磁致伸缩材料的非线性本构关系

NONLINEAR CONSTITUTIVE RELATIONS FOR MAGNETOSTRICTIVE MATERIALS

给出了磁致伸缩材料的两个非线性本构关系，即标准平方型和双曲正切型．在确定一维问题的本构系数时，基于已有的实验结果，引进一个材料函数，用来描述磁致伸缩材料的压磁系数随预应力变化的关系．将非线性本构关系的理论模型计算结果与实验曲线对比，结果表明标准平方型本构关系在中低磁场下能精确地模拟实验曲线，而双曲正切型本构关系在高磁场时能反映材料的磁致应变饱和现象．讨论了标准平方型本构的一般三维情形，给出了确定本构系数的方法．

The magnetostrictive materials usually endure a coupled mechanical-magnetic field when they are in application. Their constitutive relation is essentially nonlinear.
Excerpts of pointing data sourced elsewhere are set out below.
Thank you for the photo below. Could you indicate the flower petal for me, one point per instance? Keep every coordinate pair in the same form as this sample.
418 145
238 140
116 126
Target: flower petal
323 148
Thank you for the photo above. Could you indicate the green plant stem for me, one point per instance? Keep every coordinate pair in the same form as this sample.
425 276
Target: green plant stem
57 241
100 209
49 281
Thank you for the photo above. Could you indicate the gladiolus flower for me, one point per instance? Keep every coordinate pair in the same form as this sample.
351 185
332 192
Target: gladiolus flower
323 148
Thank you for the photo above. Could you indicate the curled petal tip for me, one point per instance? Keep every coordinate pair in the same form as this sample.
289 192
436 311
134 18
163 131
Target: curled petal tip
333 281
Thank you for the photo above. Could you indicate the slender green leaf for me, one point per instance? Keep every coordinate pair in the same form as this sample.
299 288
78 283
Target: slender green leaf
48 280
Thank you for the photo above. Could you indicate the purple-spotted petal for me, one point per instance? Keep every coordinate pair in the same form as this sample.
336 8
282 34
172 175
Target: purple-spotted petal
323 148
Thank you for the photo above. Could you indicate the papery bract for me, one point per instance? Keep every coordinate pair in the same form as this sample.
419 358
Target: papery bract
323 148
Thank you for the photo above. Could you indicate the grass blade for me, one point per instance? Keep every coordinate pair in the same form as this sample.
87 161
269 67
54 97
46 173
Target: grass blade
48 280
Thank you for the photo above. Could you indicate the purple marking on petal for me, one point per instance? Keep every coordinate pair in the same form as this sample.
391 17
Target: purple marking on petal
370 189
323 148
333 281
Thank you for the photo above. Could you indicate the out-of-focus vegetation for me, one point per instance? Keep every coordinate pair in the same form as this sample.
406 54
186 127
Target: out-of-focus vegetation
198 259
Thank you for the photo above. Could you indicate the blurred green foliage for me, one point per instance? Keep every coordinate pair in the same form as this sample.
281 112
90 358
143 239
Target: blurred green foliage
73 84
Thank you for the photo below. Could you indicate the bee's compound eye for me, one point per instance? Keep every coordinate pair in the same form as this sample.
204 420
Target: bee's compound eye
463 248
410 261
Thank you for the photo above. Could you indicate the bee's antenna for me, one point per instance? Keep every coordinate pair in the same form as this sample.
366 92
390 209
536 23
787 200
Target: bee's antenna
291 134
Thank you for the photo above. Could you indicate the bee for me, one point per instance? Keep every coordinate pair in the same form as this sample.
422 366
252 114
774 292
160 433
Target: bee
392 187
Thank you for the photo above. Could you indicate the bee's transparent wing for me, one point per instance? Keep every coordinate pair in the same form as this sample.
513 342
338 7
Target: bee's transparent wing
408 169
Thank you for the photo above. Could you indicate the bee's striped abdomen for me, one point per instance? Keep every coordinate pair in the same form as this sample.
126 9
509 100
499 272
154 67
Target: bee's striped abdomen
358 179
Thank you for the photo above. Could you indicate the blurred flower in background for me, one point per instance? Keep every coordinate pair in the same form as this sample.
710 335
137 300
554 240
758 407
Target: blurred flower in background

From the energy balance equation of electric-magnetic body, by means of the Faraday electric-magnetic induction law and the assumption of magnetostatic approximation, we present two nonlinear constitutive relations of magnetostrictive materials which are called Standard Square and Hyperbolic Tangent models, respectively. Basically, the micro-mechanism of magnetostriction can help understand the nonlinearity of magnetostrictive materials and characterize the moduli in the constitutive relation. When a magnetic field is applied, the magnetic domains will switch to the direction parallel to the external magnetic field. At the same time, the material exhibits elongation in the direction of external magnetic field. Another driving force is the external stress. Upon being applied an external load, the magnetic domains will also switch continuously to the direction perpendicular to the external force. In the meantime, magnetocrystalline anisotropy will retard the rotation of magnetic domains. Thus, the external force must be strong enough to overcome the magnetocrystalline anisotropy effect. There exist different critical stresses for different magnetostrictive materials. To characterize the moduli in the constitutive relations for the one-dimensional problem, we introduce one material function to describe the relation between the external magnetic field associated with the peak piezomagnetic coefficient and the compressive pre-stress based on the published experimental results. The accuracy of the nonlinear constitutive relations is evaluated by comparing the theoretical predictions with experimental results obtained on a Terfenol-D rod operated under both a compressive pre-stress and a bias magnetic field. Results indicate that the Standard Square constitutive relation can accurately predict the experimental results in both the low and the medium magnetic fields, while the Hyperbolic Tangent constitutive relation can reflect the trend of saturation of magnetostrictive strain in the high region of the applied magnetic field. Furthermore, we discuss the Standard Square constitutive relations of the general three-dimension case. For isotropic magnetostrictive materials, a proposed method is presented to characterize the modulus tensors.